En la decoración de las ánforas y los motivos de los mosaicos de los griegos clásicos, los nadadores aparecen representados sobre mares de geométricas olas, surgiendo de las profundidades unos delfines, el dios Poseidón y los gigantescos leviatanes.

Hace algunos años con rumbo al estrecho, amanecimos en el mar de Alborán sin viento alguno. El velero avanzaba a motor con un run run cadencioso que invitaba a seguir en el catre si no fuera por un sol que inundaba la camareta con calor y luz penetrantes. Sobre la cafetera que desprendía un aroma intenso a café recién hecho, se balanceaba un colgante con delfines de metal dorado que tintineaban al golpearse entre ellos. Al abrir los ojos poco a poco para evitar la intensa luz, llegué a pensar que seguía soñando, pues todo parecía perfecto y pulcro, incluso el cielo impoluto y el sol no parecían reales, pues a tan temprana hora ya lucía radiante.
Al subir a cubierta sentí en mi cara el escaso viento que producía el velero al avanzar sobre el mar en calma chicha. Al poco rato vimos asomar sobre la superficie unos grandes lomos negros. Era una familia de ballenas piloto que se entretenían chapoteando. Poseído por un impulso incontrolable, apagué el motor y cuando la bomba de agua escupió la última bocanada de agua por el costado, todo quedó en silencio mientras el velero avanzaba durante un tiempo por efecto de la inercia. Los grandes mamíferos marinos nos siguieron hasta que el barco se paró y quedó suavemente mecido por un imperceptible mar de fondo. Un bolígrafo en la mesa de cartas empezó a sincronizarse con el balanceo y el repiquetear de los delfines de metal que nos llegaba desde la camareta. Aquellas ballenas asomaron sus cabezas y nos observaron con sus enormes ojos negros. Me pareció que cada uno a través de su mirada nos hablaba. Unos se mostraban curiosos, otros amables, incluso alguno receloso y amenazante. 

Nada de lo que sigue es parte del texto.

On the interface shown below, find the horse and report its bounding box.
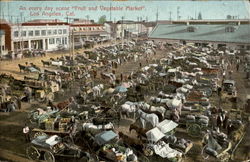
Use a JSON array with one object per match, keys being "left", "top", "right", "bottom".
[
  {"left": 82, "top": 122, "right": 115, "bottom": 132},
  {"left": 129, "top": 123, "right": 149, "bottom": 139},
  {"left": 56, "top": 100, "right": 70, "bottom": 110},
  {"left": 92, "top": 118, "right": 110, "bottom": 125},
  {"left": 18, "top": 64, "right": 28, "bottom": 73},
  {"left": 92, "top": 84, "right": 104, "bottom": 97},
  {"left": 30, "top": 63, "right": 41, "bottom": 72},
  {"left": 137, "top": 109, "right": 159, "bottom": 128},
  {"left": 140, "top": 103, "right": 166, "bottom": 121},
  {"left": 118, "top": 132, "right": 143, "bottom": 150},
  {"left": 41, "top": 60, "right": 51, "bottom": 67},
  {"left": 120, "top": 101, "right": 137, "bottom": 118}
]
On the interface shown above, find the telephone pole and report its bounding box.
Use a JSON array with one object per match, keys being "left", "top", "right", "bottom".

Sin precaución ni prudencia alguna, de los tres que compartíamos navegación, uno se quedó al cuidado del velero y los otros dos nos dejamos descolgar suavemente por la escalerilla de popa sumergiéndonos en unas azules, quietas y transparentes aguas que destellaban bajo la luz de la mañana.

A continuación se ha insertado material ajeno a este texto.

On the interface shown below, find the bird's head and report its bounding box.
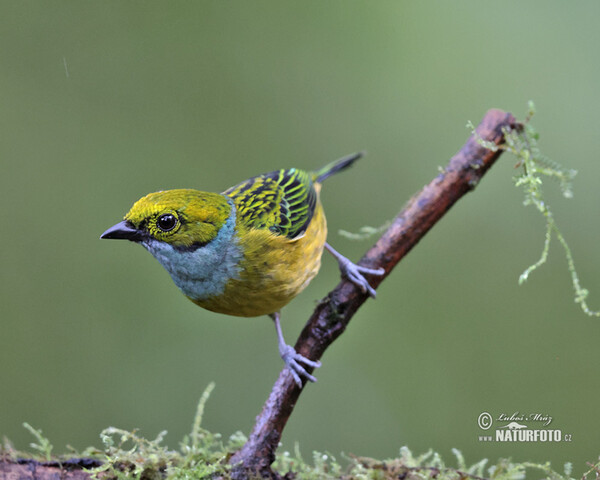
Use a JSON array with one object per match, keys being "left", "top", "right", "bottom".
[{"left": 100, "top": 189, "right": 231, "bottom": 249}]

Me he bañado en medio del océano a profundidades de miles de metros. En aquella aparente desierta inmensidad, no puedo evitar el pensar en las numerosas y extrañas criaturas que pueblan los fondos abismales que a miles de metros adivinas bajo tu cuerpo. Aquel día sin embargo, nos pareció que estábamos solos en un espacio infinito imbuidos en un tiempo que se había detenido. Los cetáceos, se acercaron a nosotros y sincronizaron sus cuerpos con nuestros movimientos. Dejaban que nos aproximáramos y casi podríamos llegar a acariciarlos sin poder alcanzarlos nunca. Con un leve y casi inapreciable movimiento, siempre mantenían entre nosotros y ellos un palmo de distancia. Los primeros en acercarse fueron unos mas pequeños, a los que siguieron otros más voluminosos. Uno de los más grandes se quedó quieto delante de nuestras cabezas. Parecía desafiante al principio, pero su mirada pronto se tornó inquisitiva y curiosa, pasando al final a parecer tierna y confiada. Sonreímos y nos pareció que él nos devolvió la sonrisa. ¿Cómo podría ver la expresión de una sonrisa únicamente en la mirada de un ojo tan grande y negro que yo mismo podía verme reflejado?

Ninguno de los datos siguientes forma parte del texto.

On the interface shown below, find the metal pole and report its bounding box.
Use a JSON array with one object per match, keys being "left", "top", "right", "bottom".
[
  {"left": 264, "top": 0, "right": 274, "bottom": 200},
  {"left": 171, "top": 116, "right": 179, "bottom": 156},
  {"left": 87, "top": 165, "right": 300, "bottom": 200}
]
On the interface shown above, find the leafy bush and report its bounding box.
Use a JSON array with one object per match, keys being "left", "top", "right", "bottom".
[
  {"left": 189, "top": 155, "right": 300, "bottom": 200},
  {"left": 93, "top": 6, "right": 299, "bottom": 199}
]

Os doy mi palabra: los dos que aquel día nadamos entre ballenas piloto, cuando sacamos la cabeza para tomar aire, comentamos al unísono:
¿Has visto? Nos ha sonreído.
Muchas veces, el recuerdo de aquella mañana me sirve de bálsamo para los sinsabores del día a día. Quizás todavía viva aquella curiosa ballena que nos observó por breves momentos. Quizás sea la nieta de la que un día guió a los argonautas. Quizás las rizadas olas que se forman en la estela de mi velero, sean hermanas de las que inspiraron las olas de las ánforas y los mosaicos, quizás la expresión de los ojos de aquella ballena inspirara a los griegos la misma ternura que a nosotros aquel dia y como a nosotros nos recordó que un día fuimos los mismos seres, hermanos primigenios en la cadena evolutiva que un día nos separamos y pasadas millones de generaciones, nos volvimos a encontrar fundidos en un mar transparente e impoluto, aquel día en el Mediterráneo.